Deep Inside Convolutional Networks: Visualising Image Classification Models and Saliency Maps
Simonyan, Karen
and
Vedaldi, Andrea
and
Zisserman, Andrew
arXiv e-Print archive - 2013 via Local Bibsonomy
Keywords:
dblp
#### Introduction
* The paper presents gradient computation based techniques to visualise image classification models.
* [Link to the paper](https://arxiv.org/abs/1312.6034)
#### Experimental Setup
* Single deep convNet trained on ILSVRC-2013 dataset (1.2M training images and 1000 classes).
* Weight layer configuration is: conv64-conv256-conv256-conv256-conv256-full4096-full4096-full1000.
#### Class Model Visualisation
* Given a learnt ConvNet and a class (of interest), start with the zero image and perform optimisation by back propagating with respect to the input image (keeping the ConvNet weights constant).
* Add the mean image (for training set) to the resulting image.
* The paper used unnormalised class scores so that optimisation focuses on increasing the score of target class and not decreasing the score of other classes.
#### Image-Specific Class Saliency Visualisation
* Given an image, class of interest, and trained ConvNet, rank the pixels of the input image based on their influence on class scores.
* Derivative of the class score with respect to image gives an estimate of the importance of different pixels for the class.
* The magnitude of derivative also indicated how much each pixel needs to be changed to improve the class score.
##### Class Saliency Extraction
* Find the derivative of the class score with respect with respect to the input image.
* This would result in one single saliency map per colour channel.
* To obtain a single saliency map, take the maximum magnitude of derivative across all colour channels.
##### Weakly Supervised Object Localisation
* The saliency map for an image provides a rough encoding of the location of the object of the class of interest.
* Given an image and its saliency map, an object segmentation map can be computed using GraphCut colour segmentation.
* Color continuity cues are needed as saliency maps might capture only the most dominant part of the object in the image.
* This weakly supervised approach achieves 46.4% top-5 error on the test set of ILSVRC-2013.

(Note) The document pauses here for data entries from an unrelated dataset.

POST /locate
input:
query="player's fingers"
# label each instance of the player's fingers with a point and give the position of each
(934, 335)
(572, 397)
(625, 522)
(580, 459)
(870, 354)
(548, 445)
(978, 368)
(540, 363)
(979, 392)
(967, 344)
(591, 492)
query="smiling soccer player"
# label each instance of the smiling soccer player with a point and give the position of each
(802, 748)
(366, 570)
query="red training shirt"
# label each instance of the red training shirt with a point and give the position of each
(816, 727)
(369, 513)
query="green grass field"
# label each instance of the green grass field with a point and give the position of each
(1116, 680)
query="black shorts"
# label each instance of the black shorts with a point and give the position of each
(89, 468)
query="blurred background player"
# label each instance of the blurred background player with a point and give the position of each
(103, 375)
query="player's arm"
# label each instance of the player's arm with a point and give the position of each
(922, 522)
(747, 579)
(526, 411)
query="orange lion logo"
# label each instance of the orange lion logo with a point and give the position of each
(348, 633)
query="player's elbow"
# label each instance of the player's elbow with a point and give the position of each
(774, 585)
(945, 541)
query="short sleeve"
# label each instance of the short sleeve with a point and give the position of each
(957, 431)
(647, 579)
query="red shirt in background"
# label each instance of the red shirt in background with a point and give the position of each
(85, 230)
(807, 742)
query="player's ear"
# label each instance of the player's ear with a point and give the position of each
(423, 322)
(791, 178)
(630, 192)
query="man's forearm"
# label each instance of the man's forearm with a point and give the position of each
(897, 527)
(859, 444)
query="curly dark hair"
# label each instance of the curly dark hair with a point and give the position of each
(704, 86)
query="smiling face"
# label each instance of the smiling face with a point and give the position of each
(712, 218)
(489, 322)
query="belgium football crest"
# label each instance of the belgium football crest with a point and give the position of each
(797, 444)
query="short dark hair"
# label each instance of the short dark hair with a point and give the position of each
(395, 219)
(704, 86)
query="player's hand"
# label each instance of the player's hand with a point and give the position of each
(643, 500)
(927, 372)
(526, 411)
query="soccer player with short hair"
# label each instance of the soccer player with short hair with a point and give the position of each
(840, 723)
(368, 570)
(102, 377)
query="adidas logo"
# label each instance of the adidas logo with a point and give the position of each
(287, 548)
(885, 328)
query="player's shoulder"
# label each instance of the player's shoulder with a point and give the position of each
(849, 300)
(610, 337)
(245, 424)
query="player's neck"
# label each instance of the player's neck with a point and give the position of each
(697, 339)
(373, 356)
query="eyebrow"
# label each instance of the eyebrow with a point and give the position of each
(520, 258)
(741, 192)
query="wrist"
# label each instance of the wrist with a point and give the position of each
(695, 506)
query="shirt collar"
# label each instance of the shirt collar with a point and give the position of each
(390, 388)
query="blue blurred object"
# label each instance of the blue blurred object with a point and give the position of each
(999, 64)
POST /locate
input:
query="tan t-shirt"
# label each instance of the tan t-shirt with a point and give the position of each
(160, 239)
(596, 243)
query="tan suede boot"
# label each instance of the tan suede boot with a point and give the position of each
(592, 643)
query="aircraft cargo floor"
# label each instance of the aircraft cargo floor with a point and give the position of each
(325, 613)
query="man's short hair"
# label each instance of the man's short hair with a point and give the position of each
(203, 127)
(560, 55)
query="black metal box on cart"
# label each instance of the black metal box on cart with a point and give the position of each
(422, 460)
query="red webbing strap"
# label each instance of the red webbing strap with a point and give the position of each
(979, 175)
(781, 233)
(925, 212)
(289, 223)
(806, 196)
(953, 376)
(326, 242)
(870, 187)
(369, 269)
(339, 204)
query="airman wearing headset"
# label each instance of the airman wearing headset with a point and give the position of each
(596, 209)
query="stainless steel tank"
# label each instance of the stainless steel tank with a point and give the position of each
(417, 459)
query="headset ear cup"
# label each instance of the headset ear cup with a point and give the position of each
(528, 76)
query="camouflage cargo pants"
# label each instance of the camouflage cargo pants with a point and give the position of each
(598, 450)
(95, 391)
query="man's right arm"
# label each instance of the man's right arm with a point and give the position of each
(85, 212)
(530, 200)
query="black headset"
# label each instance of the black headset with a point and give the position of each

#### Relation to Deconvolutional Networks
* DeconvNet-based reconstruction of the $n^{th}$ layer input is similar to computing the gradient of the visualised neuron activity $f$ with respect to the input layer.
* One difference is in the way RELU neurons are treated:
* In DeconvNet, the sign indicator (for the derivative of RELU) is computed on output reconstruction while in this paper, the sign indicator is computed on the layer input.